Let the games begin. Here is an excerpt from a Huffington Post article written by Nancy Altman.
The argument, not for dealing with the long-term funding requirements of Social Security, but expanding it, will be in the forefront of the presidential political debate. It sounds so simple, we can expand (undefined) Social Security if only we tell the wealthiest to pay a little more, their fair share as defined by the political left.
The argument below is what is truly questionable. Of course we can afford to both fix and expand Social Security. All we have to do is raise the payroll tax on every worker in the US. In other words, tax their money from today’s spending for their future income security. We can spend as much of the GDP as we want on entitlements.
But what these supporters fail to mention is that in these other countries everyone pays higher taxes, much higher than in the US. They pay a 20-22% or so sales tax, they pay generally higher income taxes and they pay an array of fees and other taxes. And they also pay additional premiums for their government health benefits.
What you hear in America is not the truth, but rather that Americans can have it all if we simply get the top 1% to 6% of our citizens to be our benefactors.
The fact is that the average senior citizen is doing quite well. Many measures of senior income do not account for all their wealth or even all their income income. Social Security was never intended to fully fund retirement. Lowest income seniors with minimal Social Security benefits were almost certainly among the lowest income all their lives. We can’t solve a lifetime of income problems in the years after age 65.
Using the word “expand” creates great expectations, but have you ever heard what proponents mean by expanding benefits and for whom?
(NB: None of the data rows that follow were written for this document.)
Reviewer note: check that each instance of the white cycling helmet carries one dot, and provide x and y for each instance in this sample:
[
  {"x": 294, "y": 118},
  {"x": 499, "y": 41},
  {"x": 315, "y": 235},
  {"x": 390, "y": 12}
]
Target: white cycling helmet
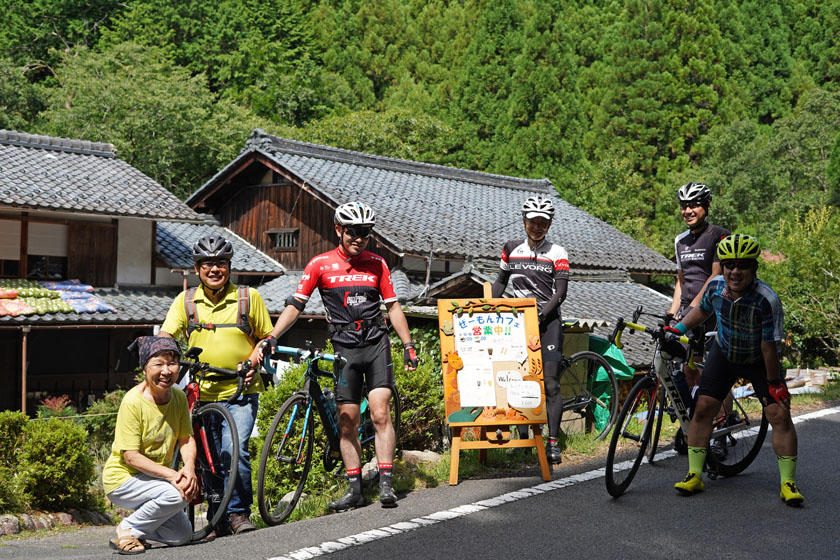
[
  {"x": 355, "y": 214},
  {"x": 538, "y": 207},
  {"x": 694, "y": 192}
]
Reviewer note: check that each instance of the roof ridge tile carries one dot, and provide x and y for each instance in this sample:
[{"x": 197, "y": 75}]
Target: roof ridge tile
[{"x": 263, "y": 141}]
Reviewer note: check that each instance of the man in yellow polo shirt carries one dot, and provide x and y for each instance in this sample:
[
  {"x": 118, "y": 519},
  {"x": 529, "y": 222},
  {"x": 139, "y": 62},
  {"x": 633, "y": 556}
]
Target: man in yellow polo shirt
[{"x": 226, "y": 321}]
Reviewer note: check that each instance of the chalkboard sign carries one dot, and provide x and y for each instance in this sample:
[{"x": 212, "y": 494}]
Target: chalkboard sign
[{"x": 492, "y": 373}]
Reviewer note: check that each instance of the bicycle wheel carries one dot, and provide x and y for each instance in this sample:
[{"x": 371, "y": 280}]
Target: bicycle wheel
[
  {"x": 216, "y": 470},
  {"x": 286, "y": 458},
  {"x": 590, "y": 395},
  {"x": 631, "y": 435},
  {"x": 367, "y": 432},
  {"x": 739, "y": 434}
]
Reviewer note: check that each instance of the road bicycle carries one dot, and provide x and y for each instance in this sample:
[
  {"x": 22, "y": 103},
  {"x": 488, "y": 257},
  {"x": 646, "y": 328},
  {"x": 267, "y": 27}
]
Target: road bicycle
[
  {"x": 216, "y": 470},
  {"x": 590, "y": 391},
  {"x": 290, "y": 441},
  {"x": 738, "y": 430}
]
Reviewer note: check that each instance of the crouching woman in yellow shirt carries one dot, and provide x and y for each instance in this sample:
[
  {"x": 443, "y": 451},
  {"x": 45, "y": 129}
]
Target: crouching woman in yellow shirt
[{"x": 153, "y": 416}]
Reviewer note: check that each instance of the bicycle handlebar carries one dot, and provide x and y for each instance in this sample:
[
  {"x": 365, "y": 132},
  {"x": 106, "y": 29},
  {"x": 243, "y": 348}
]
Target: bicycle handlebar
[
  {"x": 308, "y": 355},
  {"x": 621, "y": 324}
]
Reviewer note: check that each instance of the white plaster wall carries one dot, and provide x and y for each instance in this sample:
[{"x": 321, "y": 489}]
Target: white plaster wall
[{"x": 134, "y": 251}]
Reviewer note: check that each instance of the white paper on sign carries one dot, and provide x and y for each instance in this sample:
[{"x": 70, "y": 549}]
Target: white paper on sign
[
  {"x": 505, "y": 376},
  {"x": 476, "y": 387},
  {"x": 523, "y": 394}
]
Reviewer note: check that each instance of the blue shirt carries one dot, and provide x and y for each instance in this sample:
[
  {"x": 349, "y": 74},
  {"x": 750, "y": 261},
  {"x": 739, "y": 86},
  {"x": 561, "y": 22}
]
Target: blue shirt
[{"x": 744, "y": 323}]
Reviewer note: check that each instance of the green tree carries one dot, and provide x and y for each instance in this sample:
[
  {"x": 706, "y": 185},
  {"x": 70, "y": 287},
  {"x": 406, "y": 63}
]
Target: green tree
[
  {"x": 20, "y": 100},
  {"x": 808, "y": 282},
  {"x": 162, "y": 120},
  {"x": 767, "y": 62},
  {"x": 36, "y": 32},
  {"x": 833, "y": 173}
]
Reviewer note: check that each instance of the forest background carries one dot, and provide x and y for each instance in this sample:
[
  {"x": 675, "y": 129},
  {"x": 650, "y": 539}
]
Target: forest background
[{"x": 618, "y": 103}]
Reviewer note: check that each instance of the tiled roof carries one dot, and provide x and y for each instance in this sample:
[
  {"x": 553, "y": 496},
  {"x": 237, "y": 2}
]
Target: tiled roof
[
  {"x": 449, "y": 211},
  {"x": 134, "y": 307},
  {"x": 175, "y": 241},
  {"x": 594, "y": 297},
  {"x": 43, "y": 172},
  {"x": 278, "y": 290}
]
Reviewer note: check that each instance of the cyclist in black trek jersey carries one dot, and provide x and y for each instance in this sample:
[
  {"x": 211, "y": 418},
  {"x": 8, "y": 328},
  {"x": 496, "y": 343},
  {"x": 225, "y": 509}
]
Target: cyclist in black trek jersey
[
  {"x": 354, "y": 283},
  {"x": 697, "y": 261},
  {"x": 537, "y": 268}
]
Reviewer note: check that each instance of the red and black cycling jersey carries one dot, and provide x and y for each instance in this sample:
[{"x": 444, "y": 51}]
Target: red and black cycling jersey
[
  {"x": 695, "y": 256},
  {"x": 533, "y": 271},
  {"x": 353, "y": 289}
]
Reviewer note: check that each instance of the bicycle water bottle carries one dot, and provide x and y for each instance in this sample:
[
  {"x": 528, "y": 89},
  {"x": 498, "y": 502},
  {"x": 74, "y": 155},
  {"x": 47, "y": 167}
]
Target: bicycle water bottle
[{"x": 328, "y": 394}]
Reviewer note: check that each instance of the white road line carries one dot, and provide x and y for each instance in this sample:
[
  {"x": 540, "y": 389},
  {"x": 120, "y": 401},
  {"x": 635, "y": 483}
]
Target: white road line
[{"x": 468, "y": 509}]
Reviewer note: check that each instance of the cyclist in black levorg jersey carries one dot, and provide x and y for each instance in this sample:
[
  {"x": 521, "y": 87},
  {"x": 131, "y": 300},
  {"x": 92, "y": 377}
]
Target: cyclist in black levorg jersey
[
  {"x": 697, "y": 261},
  {"x": 537, "y": 268},
  {"x": 354, "y": 283}
]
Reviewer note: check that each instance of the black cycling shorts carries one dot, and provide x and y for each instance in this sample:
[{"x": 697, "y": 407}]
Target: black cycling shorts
[
  {"x": 702, "y": 346},
  {"x": 719, "y": 375},
  {"x": 551, "y": 340},
  {"x": 369, "y": 365}
]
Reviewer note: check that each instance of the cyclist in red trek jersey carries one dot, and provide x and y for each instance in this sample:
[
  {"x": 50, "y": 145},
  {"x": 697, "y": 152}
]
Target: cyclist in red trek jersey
[
  {"x": 697, "y": 261},
  {"x": 354, "y": 283},
  {"x": 537, "y": 268}
]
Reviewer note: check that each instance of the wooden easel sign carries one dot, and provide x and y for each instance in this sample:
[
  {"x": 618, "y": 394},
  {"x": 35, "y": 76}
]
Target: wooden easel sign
[{"x": 492, "y": 374}]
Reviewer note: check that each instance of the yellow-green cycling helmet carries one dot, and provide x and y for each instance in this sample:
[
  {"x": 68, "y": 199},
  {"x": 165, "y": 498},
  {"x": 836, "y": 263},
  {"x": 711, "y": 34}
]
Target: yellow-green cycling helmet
[{"x": 738, "y": 246}]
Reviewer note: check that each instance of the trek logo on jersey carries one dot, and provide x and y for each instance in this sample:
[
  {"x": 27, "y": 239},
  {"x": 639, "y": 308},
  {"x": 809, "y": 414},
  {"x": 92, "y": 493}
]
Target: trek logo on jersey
[
  {"x": 342, "y": 278},
  {"x": 540, "y": 266},
  {"x": 693, "y": 255}
]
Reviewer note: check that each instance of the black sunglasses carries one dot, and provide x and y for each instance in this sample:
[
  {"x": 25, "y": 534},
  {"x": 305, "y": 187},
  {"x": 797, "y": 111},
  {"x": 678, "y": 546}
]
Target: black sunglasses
[
  {"x": 685, "y": 205},
  {"x": 743, "y": 265},
  {"x": 362, "y": 232}
]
This demography-is-destiny claim is an old and tired smoke screen to claim, simplistically, that Social Security is unaffordable. But this claim of unaffordability is ridiculous. As the wealthiest nation in the world at the wealthiest moment of our history, there is no question that we can afford a greatly expanded Social Security. As the following chart shows, Social Security spends around half what many other industrialized countries spend, as a percentage of GDP, on their counterpart programs. Indeed, it is projected that, at the dawn of the 22nd century, Social Security will cost the nation only about six percent of GDP, considerably less than most other industrialized countries are spending on their counterpart Social Security programs today.
As our senior population is projected to grow from 12 percent to 20 percent, Social Security’s costs, as a percentage of GDP, remain basically a level, horizontal line.